For one, Chicago is the largest source of domestic immigrants into SF, and Oakland for that matter. This has been the case for a really long time. Secondly, while Washington is also liberal, I feel like SF and Chicago have a more similar form of city government and overall liberal feel. Thirdly, while SF is not known as a brick and timber industrial city, anyone familiar with the city knows this is actually not the case. Parts of SF actually resemble industrial warehousy parts of Chicago. Not the case in Washington. SF has a fairly industrial past and the metro area is much more industrial than people give it credit for. Finally, culturally both are similar. Chicago hosted the 1893 Columbia World Exposition while SF hosted the 1915 Panama Pacific International Exposition. Ever since, each has been a source of social and cultural change not only for themselves, but for the country (in a way that Washington as a city itself hasn't).
The intrinsic pace of the city and workforce mentality is a combination of the pace/mentality found in Chicago and that found in New York, but certainly not the same pace/mentality found in the District. Hard to explain, but this is how I feel.
Overall, I don't think any of these cities are particularly "similar" to each other, but I think Chicago and SF are closer than Chicago and DC or SF and DC. I don't think SF shares very many traits with DC *at all*.
I legitimately think that Chicago is the aberration here because
1) Larger city size
2) Has a central city
3) More centralized than the other two
4) The "CSA" classification doesn't add as much to CHI as it does to DC or SF Bay Area
However, they're all very much different.

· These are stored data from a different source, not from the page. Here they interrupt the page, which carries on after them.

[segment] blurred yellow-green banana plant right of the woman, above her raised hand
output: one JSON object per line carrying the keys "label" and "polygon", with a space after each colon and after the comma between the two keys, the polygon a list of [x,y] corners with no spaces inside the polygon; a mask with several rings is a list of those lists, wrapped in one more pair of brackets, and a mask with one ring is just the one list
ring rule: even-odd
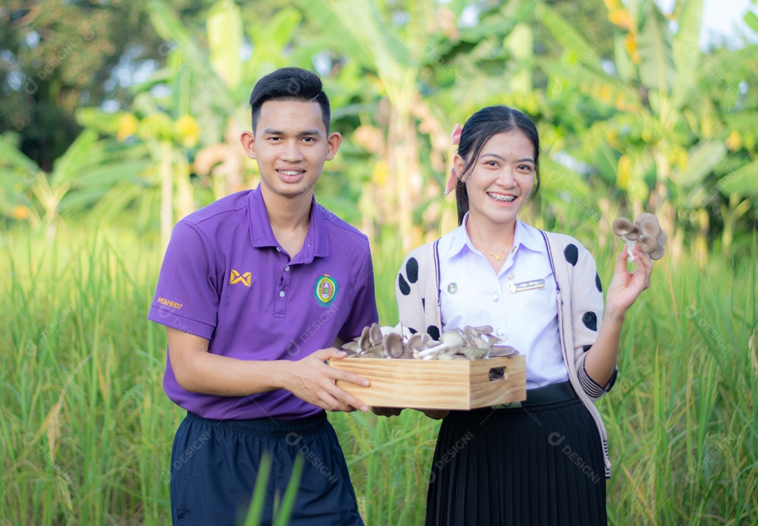
{"label": "blurred yellow-green banana plant right of the woman, above her raised hand", "polygon": [[[615,199],[625,199],[632,215],[659,214],[676,233],[672,248],[681,248],[684,230],[694,230],[704,251],[709,214],[703,207],[731,188],[727,179],[743,181],[755,171],[730,175],[755,166],[748,123],[756,111],[758,65],[748,57],[758,46],[703,53],[702,0],[680,0],[669,15],[675,25],[653,2],[607,0],[606,6],[616,26],[613,62],[601,60],[550,8],[537,11],[565,49],[561,61],[540,61],[550,74],[547,95],[565,152],[586,163],[595,183],[618,193]],[[743,136],[752,146],[738,152]],[[716,192],[703,200],[714,185]],[[747,193],[726,198],[732,219],[751,206],[744,204]],[[731,234],[722,240],[728,246]]]}

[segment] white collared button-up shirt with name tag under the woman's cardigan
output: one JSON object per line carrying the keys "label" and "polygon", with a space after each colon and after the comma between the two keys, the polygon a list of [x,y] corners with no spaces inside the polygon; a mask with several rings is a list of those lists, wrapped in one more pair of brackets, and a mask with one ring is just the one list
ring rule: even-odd
{"label": "white collared button-up shirt with name tag under the woman's cardigan", "polygon": [[558,329],[556,280],[540,231],[516,221],[513,248],[495,274],[463,224],[440,239],[443,330],[491,325],[526,356],[526,387],[568,380]]}

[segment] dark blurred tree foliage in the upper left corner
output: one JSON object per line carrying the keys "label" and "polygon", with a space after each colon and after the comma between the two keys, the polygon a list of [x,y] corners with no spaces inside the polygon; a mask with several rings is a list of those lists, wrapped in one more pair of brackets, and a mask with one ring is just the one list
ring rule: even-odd
{"label": "dark blurred tree foliage in the upper left corner", "polygon": [[144,2],[29,2],[0,7],[0,133],[45,171],[81,130],[76,108],[124,99],[139,65],[160,58]]}

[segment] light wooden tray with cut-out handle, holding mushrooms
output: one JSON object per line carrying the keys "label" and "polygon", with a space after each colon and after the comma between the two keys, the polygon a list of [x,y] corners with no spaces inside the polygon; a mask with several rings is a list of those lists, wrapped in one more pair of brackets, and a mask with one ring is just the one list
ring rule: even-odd
{"label": "light wooden tray with cut-out handle, holding mushrooms", "polygon": [[[376,407],[475,409],[526,399],[524,355],[449,361],[343,358],[330,365],[368,378],[369,387],[339,380],[337,386]],[[503,368],[502,379],[490,380],[493,368]]]}

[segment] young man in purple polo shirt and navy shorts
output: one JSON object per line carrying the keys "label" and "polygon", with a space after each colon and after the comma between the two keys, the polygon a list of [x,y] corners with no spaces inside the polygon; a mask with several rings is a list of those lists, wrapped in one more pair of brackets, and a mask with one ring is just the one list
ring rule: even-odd
{"label": "young man in purple polo shirt and navy shorts", "polygon": [[368,240],[316,204],[340,147],[321,80],[287,67],[250,95],[240,140],[261,183],[189,214],[171,236],[148,318],[168,332],[164,390],[187,410],[171,451],[174,524],[236,524],[271,456],[265,524],[305,456],[290,524],[363,524],[324,409],[366,412],[330,368],[377,321]]}

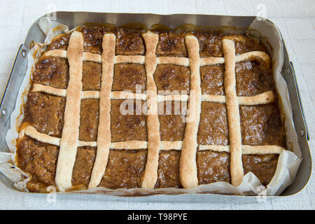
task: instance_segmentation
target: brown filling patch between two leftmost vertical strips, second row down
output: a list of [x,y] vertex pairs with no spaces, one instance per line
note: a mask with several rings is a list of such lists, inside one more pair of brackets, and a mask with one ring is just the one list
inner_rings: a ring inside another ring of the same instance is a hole
[[101,90],[102,64],[83,62],[82,84],[85,90]]

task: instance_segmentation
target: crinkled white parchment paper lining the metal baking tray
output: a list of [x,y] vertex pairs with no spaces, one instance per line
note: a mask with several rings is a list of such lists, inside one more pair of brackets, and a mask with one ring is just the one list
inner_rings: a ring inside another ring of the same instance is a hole
[[[13,181],[15,188],[18,190],[27,191],[26,183],[29,181],[29,174],[22,172],[13,163],[15,161],[16,153],[16,139],[18,139],[18,127],[23,119],[23,111],[21,111],[21,105],[27,100],[27,92],[30,88],[31,73],[34,69],[36,59],[41,56],[41,52],[48,45],[52,38],[57,34],[62,34],[69,31],[66,25],[59,24],[58,22],[50,21],[47,18],[43,18],[38,22],[39,27],[46,34],[44,43],[35,43],[34,48],[29,51],[28,54],[28,67],[25,78],[20,86],[18,98],[15,104],[15,110],[11,114],[10,118],[10,130],[6,134],[6,142],[10,153],[0,152],[0,172],[3,173],[8,179]],[[293,125],[292,109],[290,105],[290,99],[288,95],[288,87],[286,81],[281,76],[281,68],[283,65],[283,45],[281,41],[281,35],[277,29],[270,29],[273,27],[271,22],[257,18],[254,20],[248,34],[251,36],[262,38],[262,41],[267,40],[272,46],[272,61],[274,71],[274,81],[276,83],[276,90],[279,93],[281,99],[280,108],[285,118],[285,129],[287,146],[292,146],[293,152],[282,151],[279,155],[278,165],[272,181],[270,181],[267,188],[262,186],[259,179],[252,173],[248,172],[244,177],[241,185],[232,186],[226,182],[216,182],[210,184],[204,184],[191,189],[175,189],[175,188],[162,188],[162,189],[117,189],[111,190],[107,188],[92,188],[89,190],[80,190],[76,193],[101,193],[117,196],[133,196],[133,195],[155,195],[155,194],[184,194],[184,193],[217,193],[225,195],[280,195],[284,189],[290,186],[295,179],[297,169],[302,161],[300,146],[297,141],[297,134]],[[259,30],[259,32],[258,32]],[[270,33],[270,30],[274,32]],[[22,113],[22,115],[21,115]],[[8,162],[11,160],[11,162]],[[13,162],[12,162],[13,161]]]

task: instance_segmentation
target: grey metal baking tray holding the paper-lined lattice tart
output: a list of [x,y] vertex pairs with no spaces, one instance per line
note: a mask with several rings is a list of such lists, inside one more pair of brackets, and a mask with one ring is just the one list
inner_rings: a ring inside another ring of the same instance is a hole
[[[253,16],[221,16],[221,15],[191,15],[191,14],[174,14],[174,15],[155,15],[155,14],[132,14],[132,13],[90,13],[90,12],[53,12],[48,15],[43,15],[41,18],[48,17],[56,22],[67,25],[69,29],[78,25],[83,25],[87,22],[106,22],[115,25],[123,25],[129,22],[141,22],[151,27],[151,25],[162,24],[168,27],[179,27],[183,24],[193,24],[202,27],[241,27],[246,29],[251,23],[256,20]],[[3,93],[0,106],[0,151],[8,152],[6,145],[6,132],[10,129],[10,114],[14,110],[15,102],[18,96],[18,90],[22,83],[27,70],[27,53],[31,43],[43,43],[45,34],[38,27],[38,18],[30,27],[25,39],[25,43],[20,45],[18,54],[13,64],[13,69],[10,73],[6,90]],[[276,26],[269,20],[274,29]],[[279,31],[280,32],[280,31]],[[282,38],[283,42],[283,38]],[[311,153],[309,151],[309,132],[307,130],[306,119],[304,117],[300,93],[297,87],[295,71],[293,64],[290,62],[286,51],[285,43],[283,42],[284,62],[281,74],[286,80],[289,90],[290,103],[293,110],[293,123],[297,132],[298,143],[302,153],[302,162],[297,171],[295,181],[283,191],[281,196],[266,196],[268,199],[275,197],[285,197],[299,193],[305,186],[311,176],[312,162]],[[13,188],[10,181],[0,174],[0,180],[10,188]],[[36,193],[41,195],[41,193]],[[89,200],[104,200],[104,201],[133,201],[133,202],[233,202],[239,200],[258,200],[259,196],[230,196],[230,195],[214,195],[214,194],[185,194],[185,195],[150,195],[141,197],[119,197],[113,195],[91,195],[76,193],[58,193],[60,197],[69,199],[80,198]]]

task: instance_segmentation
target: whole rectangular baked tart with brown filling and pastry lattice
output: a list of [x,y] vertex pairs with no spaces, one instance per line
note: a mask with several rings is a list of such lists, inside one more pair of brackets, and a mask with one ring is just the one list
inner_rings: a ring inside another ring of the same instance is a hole
[[286,150],[271,65],[245,34],[81,26],[56,36],[20,126],[28,190],[238,186],[247,172],[267,186]]

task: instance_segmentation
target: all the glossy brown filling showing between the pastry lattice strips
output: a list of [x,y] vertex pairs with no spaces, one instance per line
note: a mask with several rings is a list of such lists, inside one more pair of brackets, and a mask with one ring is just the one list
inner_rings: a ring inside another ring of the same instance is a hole
[[[141,29],[111,29],[109,27],[83,27],[84,51],[101,54],[102,38],[107,32],[116,35],[116,55],[144,55],[146,48]],[[200,43],[200,57],[223,57],[223,34],[196,31]],[[69,34],[57,36],[47,50],[66,50]],[[253,50],[266,51],[255,39],[245,35],[230,34],[235,41],[237,55]],[[187,57],[184,34],[160,31],[156,55],[167,57]],[[235,68],[237,95],[253,96],[266,91],[274,91],[271,72],[259,60],[238,62]],[[34,83],[66,89],[69,82],[67,59],[41,57],[33,73]],[[203,66],[200,68],[202,94],[224,95],[224,65]],[[83,62],[83,90],[100,90],[102,64]],[[189,67],[172,64],[159,64],[153,74],[157,90],[169,91],[160,94],[189,94]],[[146,90],[146,71],[141,64],[115,64],[112,91],[136,92]],[[172,93],[173,92],[173,93]],[[34,126],[38,132],[52,137],[61,137],[64,124],[66,99],[50,94],[30,92],[25,105],[23,122]],[[141,111],[144,102],[111,100],[111,141],[147,141],[146,115]],[[182,104],[183,105],[183,104]],[[283,122],[280,118],[278,102],[260,106],[240,106],[242,144],[286,146]],[[129,106],[132,106],[129,108]],[[140,111],[137,109],[140,106]],[[159,103],[161,141],[182,141],[185,134],[187,105],[181,107],[175,102]],[[121,109],[127,114],[120,113]],[[168,112],[167,112],[168,111]],[[179,113],[175,113],[179,111]],[[83,99],[80,106],[81,141],[97,141],[99,124],[99,99]],[[228,146],[228,119],[225,104],[202,102],[197,143],[202,145]],[[38,192],[45,186],[55,186],[55,169],[59,147],[43,144],[30,137],[18,141],[19,167],[31,174],[27,187]],[[79,147],[73,167],[72,184],[76,188],[87,188],[97,148]],[[179,175],[181,151],[160,151],[158,181],[155,188],[182,188]],[[99,186],[116,188],[141,188],[146,167],[147,150],[110,150],[106,172]],[[272,179],[278,155],[242,155],[244,173],[253,172],[262,184]],[[230,183],[230,153],[197,151],[197,176],[199,184],[225,181]]]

I think of the three as a trio. In fact the Chicago versus San Francisco debates are akin to the New York versus Los Angeles type of debates, a good (but smaller) analogue.
All three cities are just too different, but if forced to get off the fence I would say Chicago and Washington. Both cities has some of the best public transit in the nation, large historic AA communties, Obama, four seasons, and great museums. Architect is debatable but I still would say Washington and Chicago architect is more similar to each other in comparison with San Francisco IMHO.
Someone could argue that Washington and San Francisco are more alike because they are both compact and very urban. Both metros are in the top five most educated in the USA, which is another striking similarity.
By definition, SF is geographically a West Coast city, and the biggest difference between any two US cities is not even their size. It's whether they are West of the Rockies or East of the Rockies.
I guess San Francisco and Chicago. Washington has no real tall buildings so the city feels much more European in many ways. San Francisco obviously has wayyyyyy better weather than the other two. You see plants and trees in SF year-round that just don't grow in the other 2 so it looks very different from that perspective. All 3 are fantastic cities. San Francisco and Washington are cities with very specific focuses, they lead the nation (and the world in the case of SF) in Tech and Government. Chicago is more of a jack of all trades, not really the leader in anything but amongst the best in everything.